Regarding the latter acquittal, Nicolaides’ legal team was also able to prove that the questioned bonuses from the Navarino Law were obtained from legal production cycles and came prior to the facts investigated, ruling out any type of fiscal deceit.
“This decisive ruling affirms Mr. Nicolaides’ innocence, establishing that the alleged environmental offense did not exist, and upholds the decision of the Punta Arenas Oral Criminal Court, which acquitted Nicolaides of the offense of subsidy fraud, given that neither fiscal damage nor the deceit inherent to that offense was proven,” Alejandro Espinoza, who is Nicolaides’ lawyer, said in a statement. “This ruling puts a definitive end to this process that we always considered unfounded, with the civil lawsuit filed by the Treasury also being rejected.”
The ruling sets a precedent that environmental criminal prosecution requires rigorous standards of proof and cannot be based solely on regulatory faults, Nicolaides’ legal team added.
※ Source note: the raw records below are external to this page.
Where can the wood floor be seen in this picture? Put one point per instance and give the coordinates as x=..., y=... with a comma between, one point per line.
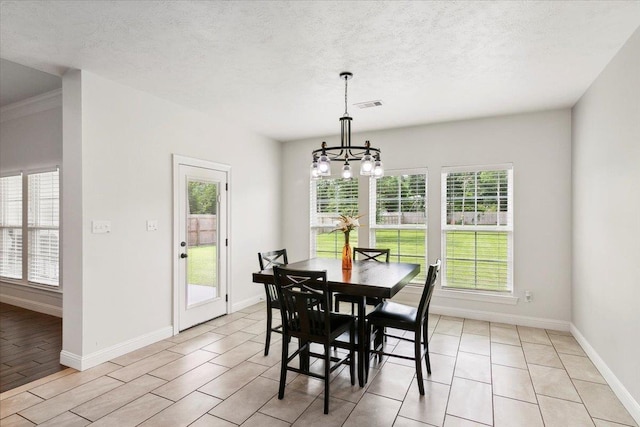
x=30, y=345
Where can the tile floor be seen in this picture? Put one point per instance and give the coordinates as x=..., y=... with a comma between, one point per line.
x=215, y=374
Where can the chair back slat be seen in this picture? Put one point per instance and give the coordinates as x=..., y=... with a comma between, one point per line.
x=427, y=292
x=304, y=298
x=372, y=254
x=269, y=259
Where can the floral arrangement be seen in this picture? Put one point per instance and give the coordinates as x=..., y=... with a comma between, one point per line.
x=347, y=223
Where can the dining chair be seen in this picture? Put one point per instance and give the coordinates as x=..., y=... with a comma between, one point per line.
x=390, y=314
x=306, y=315
x=365, y=254
x=268, y=260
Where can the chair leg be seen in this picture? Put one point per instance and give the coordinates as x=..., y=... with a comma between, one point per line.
x=327, y=370
x=352, y=356
x=425, y=339
x=418, y=357
x=267, y=341
x=283, y=365
x=378, y=341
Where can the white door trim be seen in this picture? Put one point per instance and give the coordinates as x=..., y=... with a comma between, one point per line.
x=190, y=161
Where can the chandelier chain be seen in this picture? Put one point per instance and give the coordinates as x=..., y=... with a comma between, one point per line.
x=346, y=113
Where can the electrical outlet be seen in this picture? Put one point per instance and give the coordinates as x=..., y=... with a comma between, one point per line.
x=152, y=225
x=100, y=226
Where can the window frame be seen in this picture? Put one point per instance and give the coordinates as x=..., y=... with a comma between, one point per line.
x=373, y=226
x=316, y=229
x=27, y=229
x=507, y=228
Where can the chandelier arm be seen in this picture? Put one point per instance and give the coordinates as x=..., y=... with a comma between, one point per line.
x=353, y=152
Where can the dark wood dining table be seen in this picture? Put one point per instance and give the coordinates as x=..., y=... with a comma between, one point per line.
x=365, y=279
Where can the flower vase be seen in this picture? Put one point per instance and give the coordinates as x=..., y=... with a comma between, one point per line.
x=347, y=255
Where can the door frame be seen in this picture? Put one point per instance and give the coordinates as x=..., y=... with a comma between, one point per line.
x=205, y=164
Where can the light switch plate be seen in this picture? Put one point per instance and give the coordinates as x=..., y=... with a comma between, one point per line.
x=152, y=225
x=100, y=226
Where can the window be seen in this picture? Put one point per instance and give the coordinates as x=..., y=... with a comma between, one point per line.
x=477, y=228
x=329, y=199
x=399, y=200
x=11, y=227
x=38, y=229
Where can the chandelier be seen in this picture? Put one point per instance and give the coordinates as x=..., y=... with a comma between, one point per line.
x=369, y=157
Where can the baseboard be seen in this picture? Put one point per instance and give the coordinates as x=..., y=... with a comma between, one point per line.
x=616, y=385
x=246, y=303
x=40, y=307
x=85, y=362
x=512, y=319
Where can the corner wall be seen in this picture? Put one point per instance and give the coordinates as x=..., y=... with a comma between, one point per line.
x=31, y=139
x=120, y=292
x=606, y=222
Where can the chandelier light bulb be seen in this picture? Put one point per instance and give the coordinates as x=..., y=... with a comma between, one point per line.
x=378, y=169
x=369, y=157
x=346, y=171
x=315, y=173
x=324, y=165
x=366, y=164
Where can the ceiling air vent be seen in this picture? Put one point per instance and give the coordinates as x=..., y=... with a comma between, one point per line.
x=368, y=104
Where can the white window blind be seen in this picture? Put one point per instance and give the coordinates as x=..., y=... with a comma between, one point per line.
x=43, y=227
x=330, y=198
x=11, y=226
x=477, y=228
x=399, y=200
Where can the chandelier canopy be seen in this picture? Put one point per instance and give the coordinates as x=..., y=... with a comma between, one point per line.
x=369, y=157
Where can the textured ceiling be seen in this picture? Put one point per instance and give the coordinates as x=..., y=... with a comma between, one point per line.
x=274, y=65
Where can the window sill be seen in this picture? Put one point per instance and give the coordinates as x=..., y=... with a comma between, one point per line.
x=476, y=296
x=18, y=284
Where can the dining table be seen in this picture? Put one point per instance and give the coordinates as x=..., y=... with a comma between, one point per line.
x=364, y=279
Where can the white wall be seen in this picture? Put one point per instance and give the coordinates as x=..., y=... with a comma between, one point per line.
x=606, y=219
x=124, y=282
x=538, y=145
x=31, y=139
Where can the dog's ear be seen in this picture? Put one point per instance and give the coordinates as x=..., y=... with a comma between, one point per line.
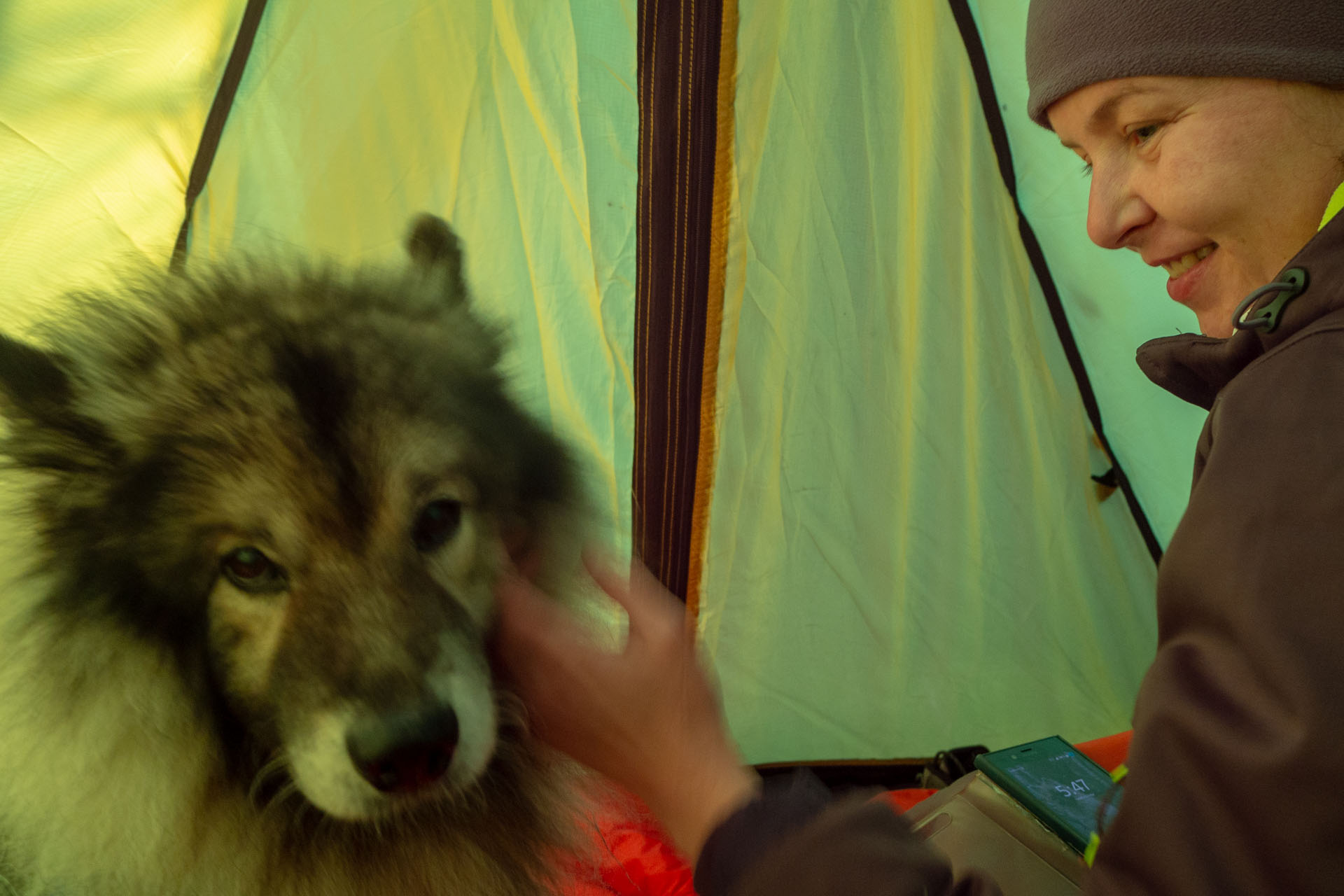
x=436, y=250
x=33, y=382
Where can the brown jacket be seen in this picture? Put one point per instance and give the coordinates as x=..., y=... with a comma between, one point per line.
x=1237, y=777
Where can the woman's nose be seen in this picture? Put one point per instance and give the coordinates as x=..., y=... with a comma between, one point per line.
x=1114, y=210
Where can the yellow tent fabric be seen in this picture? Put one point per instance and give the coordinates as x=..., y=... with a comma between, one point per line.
x=905, y=546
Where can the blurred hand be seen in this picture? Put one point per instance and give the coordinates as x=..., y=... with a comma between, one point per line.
x=645, y=718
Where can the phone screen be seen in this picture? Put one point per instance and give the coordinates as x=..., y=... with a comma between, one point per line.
x=1059, y=785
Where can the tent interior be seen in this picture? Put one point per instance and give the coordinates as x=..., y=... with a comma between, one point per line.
x=902, y=540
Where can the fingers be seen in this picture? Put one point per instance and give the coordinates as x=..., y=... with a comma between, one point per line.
x=652, y=608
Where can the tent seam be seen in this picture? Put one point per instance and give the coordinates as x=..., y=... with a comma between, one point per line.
x=999, y=137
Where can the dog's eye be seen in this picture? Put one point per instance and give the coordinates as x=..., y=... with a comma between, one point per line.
x=436, y=524
x=252, y=570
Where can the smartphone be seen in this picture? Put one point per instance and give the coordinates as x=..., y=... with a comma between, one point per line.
x=1057, y=783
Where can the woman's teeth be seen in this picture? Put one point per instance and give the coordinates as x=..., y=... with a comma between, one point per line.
x=1187, y=261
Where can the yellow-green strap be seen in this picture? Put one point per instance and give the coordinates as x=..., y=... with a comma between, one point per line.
x=1335, y=204
x=1117, y=776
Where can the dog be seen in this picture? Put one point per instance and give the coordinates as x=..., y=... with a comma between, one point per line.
x=252, y=523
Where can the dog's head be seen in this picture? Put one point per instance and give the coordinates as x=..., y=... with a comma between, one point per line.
x=304, y=485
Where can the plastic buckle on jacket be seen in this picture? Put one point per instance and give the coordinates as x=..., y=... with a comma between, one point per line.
x=1292, y=285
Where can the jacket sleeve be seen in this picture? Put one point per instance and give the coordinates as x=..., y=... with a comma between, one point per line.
x=794, y=840
x=1234, y=776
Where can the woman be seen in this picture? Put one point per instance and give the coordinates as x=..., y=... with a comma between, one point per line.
x=1215, y=137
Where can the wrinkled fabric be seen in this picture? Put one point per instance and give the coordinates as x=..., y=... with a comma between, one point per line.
x=1234, y=780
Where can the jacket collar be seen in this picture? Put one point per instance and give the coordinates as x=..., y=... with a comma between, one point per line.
x=1196, y=368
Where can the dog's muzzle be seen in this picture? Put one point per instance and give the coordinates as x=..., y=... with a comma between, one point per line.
x=407, y=751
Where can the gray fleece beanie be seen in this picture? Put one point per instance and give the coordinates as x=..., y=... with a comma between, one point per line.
x=1074, y=43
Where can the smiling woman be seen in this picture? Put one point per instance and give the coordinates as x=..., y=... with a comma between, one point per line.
x=1217, y=181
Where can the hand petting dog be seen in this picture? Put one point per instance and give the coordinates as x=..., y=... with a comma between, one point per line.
x=647, y=718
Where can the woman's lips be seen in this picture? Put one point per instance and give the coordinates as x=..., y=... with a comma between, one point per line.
x=1187, y=272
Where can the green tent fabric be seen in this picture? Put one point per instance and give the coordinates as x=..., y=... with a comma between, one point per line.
x=904, y=547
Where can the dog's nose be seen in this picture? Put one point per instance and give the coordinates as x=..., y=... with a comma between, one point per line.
x=401, y=752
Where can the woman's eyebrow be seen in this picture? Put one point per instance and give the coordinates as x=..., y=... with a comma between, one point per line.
x=1105, y=115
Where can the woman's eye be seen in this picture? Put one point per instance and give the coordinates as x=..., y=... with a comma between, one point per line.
x=252, y=570
x=1142, y=134
x=436, y=524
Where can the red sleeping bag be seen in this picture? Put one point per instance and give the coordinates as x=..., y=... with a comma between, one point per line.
x=635, y=859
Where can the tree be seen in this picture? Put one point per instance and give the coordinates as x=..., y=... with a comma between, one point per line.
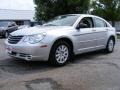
x=47, y=9
x=108, y=9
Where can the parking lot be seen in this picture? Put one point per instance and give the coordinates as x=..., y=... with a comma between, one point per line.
x=91, y=71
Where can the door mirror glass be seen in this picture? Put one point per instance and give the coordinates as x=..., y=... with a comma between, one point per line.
x=82, y=25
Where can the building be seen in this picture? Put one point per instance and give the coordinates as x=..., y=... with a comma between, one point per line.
x=21, y=17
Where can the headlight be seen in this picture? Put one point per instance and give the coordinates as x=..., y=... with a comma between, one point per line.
x=32, y=39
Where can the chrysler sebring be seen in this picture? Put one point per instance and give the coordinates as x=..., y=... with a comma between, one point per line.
x=61, y=38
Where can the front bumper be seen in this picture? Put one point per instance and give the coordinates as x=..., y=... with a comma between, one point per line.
x=29, y=52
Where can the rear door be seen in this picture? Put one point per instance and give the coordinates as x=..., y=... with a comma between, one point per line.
x=101, y=29
x=86, y=37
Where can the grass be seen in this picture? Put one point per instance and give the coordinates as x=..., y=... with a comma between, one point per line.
x=118, y=36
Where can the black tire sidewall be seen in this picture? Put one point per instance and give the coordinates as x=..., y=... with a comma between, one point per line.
x=107, y=47
x=52, y=58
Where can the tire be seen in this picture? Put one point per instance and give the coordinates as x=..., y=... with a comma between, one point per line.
x=60, y=53
x=110, y=45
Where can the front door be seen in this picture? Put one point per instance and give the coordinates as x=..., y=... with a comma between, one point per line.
x=85, y=35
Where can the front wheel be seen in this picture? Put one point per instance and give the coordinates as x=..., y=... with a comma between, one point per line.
x=60, y=53
x=110, y=45
x=6, y=35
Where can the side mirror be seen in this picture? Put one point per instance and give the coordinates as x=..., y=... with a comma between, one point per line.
x=82, y=25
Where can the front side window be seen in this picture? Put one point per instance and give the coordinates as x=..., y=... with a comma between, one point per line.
x=64, y=20
x=86, y=22
x=99, y=23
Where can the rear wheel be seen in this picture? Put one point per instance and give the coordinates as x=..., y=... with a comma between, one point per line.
x=6, y=34
x=60, y=53
x=110, y=45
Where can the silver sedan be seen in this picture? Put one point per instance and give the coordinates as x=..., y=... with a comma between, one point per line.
x=61, y=38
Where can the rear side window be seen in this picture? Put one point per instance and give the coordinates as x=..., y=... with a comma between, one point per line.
x=99, y=23
x=88, y=21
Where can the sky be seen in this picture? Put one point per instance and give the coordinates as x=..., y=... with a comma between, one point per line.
x=17, y=4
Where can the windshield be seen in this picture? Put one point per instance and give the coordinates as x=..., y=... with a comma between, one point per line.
x=3, y=23
x=65, y=20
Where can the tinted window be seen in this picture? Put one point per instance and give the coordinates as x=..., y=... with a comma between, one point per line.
x=99, y=23
x=87, y=21
x=65, y=20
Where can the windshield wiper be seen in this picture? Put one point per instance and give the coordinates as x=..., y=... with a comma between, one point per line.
x=49, y=25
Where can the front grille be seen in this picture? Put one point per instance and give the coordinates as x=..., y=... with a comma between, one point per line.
x=14, y=39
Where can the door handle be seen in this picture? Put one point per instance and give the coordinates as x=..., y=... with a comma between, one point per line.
x=93, y=30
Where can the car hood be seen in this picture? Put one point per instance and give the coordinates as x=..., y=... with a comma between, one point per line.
x=39, y=29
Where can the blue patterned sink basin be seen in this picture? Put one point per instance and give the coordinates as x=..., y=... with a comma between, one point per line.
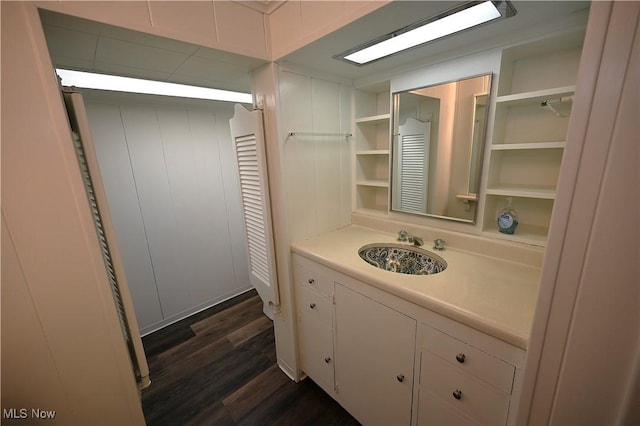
x=402, y=259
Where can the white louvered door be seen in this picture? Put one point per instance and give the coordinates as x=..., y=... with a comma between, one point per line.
x=413, y=165
x=247, y=132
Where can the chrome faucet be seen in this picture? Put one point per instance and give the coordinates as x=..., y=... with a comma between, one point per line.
x=438, y=244
x=406, y=237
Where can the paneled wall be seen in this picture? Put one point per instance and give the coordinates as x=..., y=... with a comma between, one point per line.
x=171, y=183
x=317, y=167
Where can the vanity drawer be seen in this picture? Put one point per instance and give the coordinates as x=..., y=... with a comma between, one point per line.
x=472, y=360
x=313, y=306
x=463, y=391
x=434, y=411
x=308, y=276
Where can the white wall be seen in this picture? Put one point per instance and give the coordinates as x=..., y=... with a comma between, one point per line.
x=171, y=182
x=317, y=168
x=585, y=345
x=62, y=345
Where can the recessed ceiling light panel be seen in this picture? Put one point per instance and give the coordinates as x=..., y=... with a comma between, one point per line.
x=460, y=18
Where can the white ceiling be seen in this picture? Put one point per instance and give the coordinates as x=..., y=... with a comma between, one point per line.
x=530, y=14
x=90, y=46
x=85, y=45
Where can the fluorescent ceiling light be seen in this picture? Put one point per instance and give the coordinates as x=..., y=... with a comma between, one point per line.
x=89, y=80
x=455, y=20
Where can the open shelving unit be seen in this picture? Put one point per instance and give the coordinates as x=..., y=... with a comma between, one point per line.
x=535, y=94
x=372, y=136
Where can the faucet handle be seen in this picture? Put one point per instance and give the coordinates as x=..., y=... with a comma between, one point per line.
x=438, y=244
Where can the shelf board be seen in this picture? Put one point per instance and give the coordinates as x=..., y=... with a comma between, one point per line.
x=537, y=95
x=374, y=119
x=529, y=145
x=373, y=152
x=376, y=183
x=527, y=191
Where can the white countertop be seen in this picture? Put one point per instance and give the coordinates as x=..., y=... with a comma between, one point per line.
x=494, y=296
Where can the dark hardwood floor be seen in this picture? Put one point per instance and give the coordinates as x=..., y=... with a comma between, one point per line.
x=218, y=367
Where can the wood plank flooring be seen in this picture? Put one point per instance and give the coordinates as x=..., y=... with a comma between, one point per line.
x=218, y=367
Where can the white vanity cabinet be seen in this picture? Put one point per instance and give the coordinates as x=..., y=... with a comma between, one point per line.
x=460, y=384
x=375, y=347
x=389, y=361
x=314, y=308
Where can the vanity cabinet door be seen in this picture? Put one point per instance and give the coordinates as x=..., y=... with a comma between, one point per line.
x=375, y=348
x=314, y=311
x=316, y=338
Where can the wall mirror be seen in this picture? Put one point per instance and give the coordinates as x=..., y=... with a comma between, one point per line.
x=438, y=141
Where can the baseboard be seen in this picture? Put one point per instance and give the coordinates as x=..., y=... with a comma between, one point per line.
x=192, y=311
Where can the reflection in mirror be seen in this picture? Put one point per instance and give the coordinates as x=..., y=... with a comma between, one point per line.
x=438, y=140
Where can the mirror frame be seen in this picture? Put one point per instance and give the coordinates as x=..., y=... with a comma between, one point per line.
x=471, y=198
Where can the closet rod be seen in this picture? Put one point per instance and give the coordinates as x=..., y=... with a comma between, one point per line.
x=291, y=134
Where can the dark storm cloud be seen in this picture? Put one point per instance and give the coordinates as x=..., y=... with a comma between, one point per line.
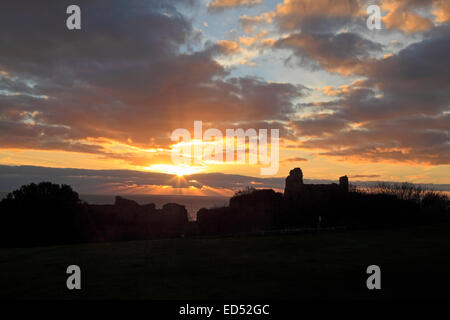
x=124, y=76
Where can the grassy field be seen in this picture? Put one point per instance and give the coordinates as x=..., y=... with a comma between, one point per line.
x=415, y=263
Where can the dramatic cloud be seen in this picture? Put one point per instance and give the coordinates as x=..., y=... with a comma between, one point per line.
x=399, y=113
x=115, y=79
x=343, y=53
x=220, y=5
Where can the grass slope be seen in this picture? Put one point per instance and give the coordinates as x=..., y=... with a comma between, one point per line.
x=415, y=263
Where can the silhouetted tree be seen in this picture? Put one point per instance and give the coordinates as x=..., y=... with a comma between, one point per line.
x=41, y=214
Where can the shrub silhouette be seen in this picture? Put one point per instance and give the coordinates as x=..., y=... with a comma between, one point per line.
x=41, y=214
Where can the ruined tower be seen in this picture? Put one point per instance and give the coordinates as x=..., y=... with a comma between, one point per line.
x=294, y=183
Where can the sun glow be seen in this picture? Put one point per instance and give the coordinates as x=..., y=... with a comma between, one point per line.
x=180, y=170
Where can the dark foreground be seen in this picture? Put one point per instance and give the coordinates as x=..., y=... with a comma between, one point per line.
x=415, y=263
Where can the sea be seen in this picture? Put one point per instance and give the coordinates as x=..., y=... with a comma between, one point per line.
x=192, y=203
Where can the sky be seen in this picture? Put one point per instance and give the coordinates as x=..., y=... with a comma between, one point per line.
x=371, y=104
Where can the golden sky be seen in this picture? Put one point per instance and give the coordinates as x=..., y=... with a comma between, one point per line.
x=372, y=104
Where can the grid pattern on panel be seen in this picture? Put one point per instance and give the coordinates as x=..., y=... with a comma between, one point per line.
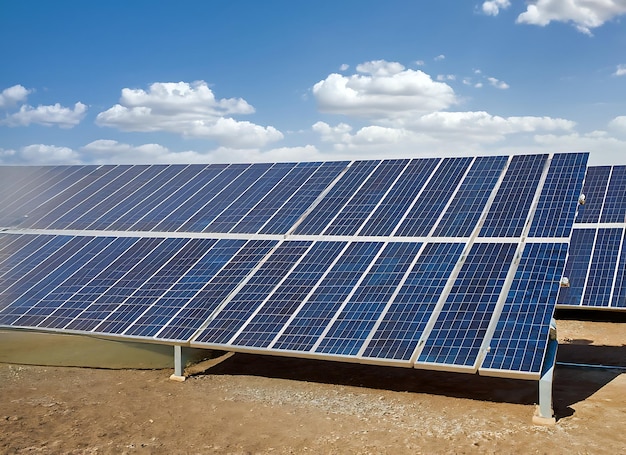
x=461, y=326
x=356, y=211
x=576, y=267
x=422, y=216
x=509, y=210
x=519, y=341
x=188, y=285
x=37, y=192
x=213, y=181
x=469, y=202
x=55, y=208
x=249, y=198
x=316, y=221
x=284, y=218
x=25, y=268
x=275, y=199
x=596, y=182
x=71, y=297
x=284, y=301
x=619, y=289
x=102, y=295
x=88, y=213
x=614, y=210
x=157, y=275
x=232, y=317
x=357, y=318
x=557, y=204
x=314, y=316
x=47, y=275
x=403, y=324
x=117, y=202
x=194, y=314
x=389, y=213
x=602, y=267
x=222, y=200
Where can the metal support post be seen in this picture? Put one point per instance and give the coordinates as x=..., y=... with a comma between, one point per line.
x=544, y=415
x=178, y=365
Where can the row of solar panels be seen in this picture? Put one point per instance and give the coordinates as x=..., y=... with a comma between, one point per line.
x=438, y=305
x=404, y=198
x=441, y=263
x=597, y=255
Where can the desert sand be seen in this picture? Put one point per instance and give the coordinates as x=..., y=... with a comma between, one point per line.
x=252, y=404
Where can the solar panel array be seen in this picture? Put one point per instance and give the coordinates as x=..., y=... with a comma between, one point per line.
x=442, y=263
x=597, y=258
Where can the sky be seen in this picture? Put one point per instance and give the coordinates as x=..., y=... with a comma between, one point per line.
x=219, y=81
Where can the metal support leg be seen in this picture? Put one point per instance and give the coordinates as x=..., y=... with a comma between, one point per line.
x=178, y=365
x=544, y=414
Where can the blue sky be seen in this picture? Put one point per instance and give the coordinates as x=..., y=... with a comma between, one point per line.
x=278, y=80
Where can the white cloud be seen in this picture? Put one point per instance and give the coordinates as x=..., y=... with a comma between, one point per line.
x=55, y=115
x=584, y=14
x=13, y=95
x=492, y=8
x=190, y=110
x=497, y=83
x=382, y=90
x=40, y=154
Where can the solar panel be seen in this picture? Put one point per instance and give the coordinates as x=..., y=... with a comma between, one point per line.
x=595, y=263
x=449, y=263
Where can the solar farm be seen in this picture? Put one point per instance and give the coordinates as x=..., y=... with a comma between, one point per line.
x=449, y=264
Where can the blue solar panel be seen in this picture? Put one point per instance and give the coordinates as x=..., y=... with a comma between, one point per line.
x=256, y=192
x=579, y=256
x=602, y=269
x=289, y=295
x=314, y=316
x=357, y=210
x=284, y=218
x=422, y=216
x=559, y=197
x=596, y=182
x=509, y=210
x=519, y=341
x=191, y=317
x=614, y=210
x=357, y=318
x=461, y=327
x=403, y=324
x=229, y=319
x=389, y=213
x=469, y=202
x=325, y=211
x=618, y=300
x=25, y=294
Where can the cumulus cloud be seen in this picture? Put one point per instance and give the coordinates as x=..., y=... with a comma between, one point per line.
x=40, y=154
x=585, y=15
x=13, y=95
x=190, y=110
x=382, y=89
x=498, y=83
x=492, y=8
x=55, y=115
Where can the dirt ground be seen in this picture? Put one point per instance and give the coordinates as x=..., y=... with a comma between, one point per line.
x=251, y=404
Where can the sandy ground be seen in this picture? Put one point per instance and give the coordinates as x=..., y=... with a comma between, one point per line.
x=258, y=404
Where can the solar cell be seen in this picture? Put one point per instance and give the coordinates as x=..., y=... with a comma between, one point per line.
x=519, y=341
x=510, y=209
x=461, y=327
x=403, y=323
After Nicolaides stepped down in 2019 over the accusations of environmental wrongdoing, Nova Austral completely restructured its executive staff and sought to strengthen its internal practices and controls.
The firm also underwent a change of ownership in September 2024 following its judicial reorganization, whereby the Larta Investment Group took over as sole owner. Nova Austral now has a different management team, new shareholders, and a different board of directors than those in place at the time of the events outlined in the case.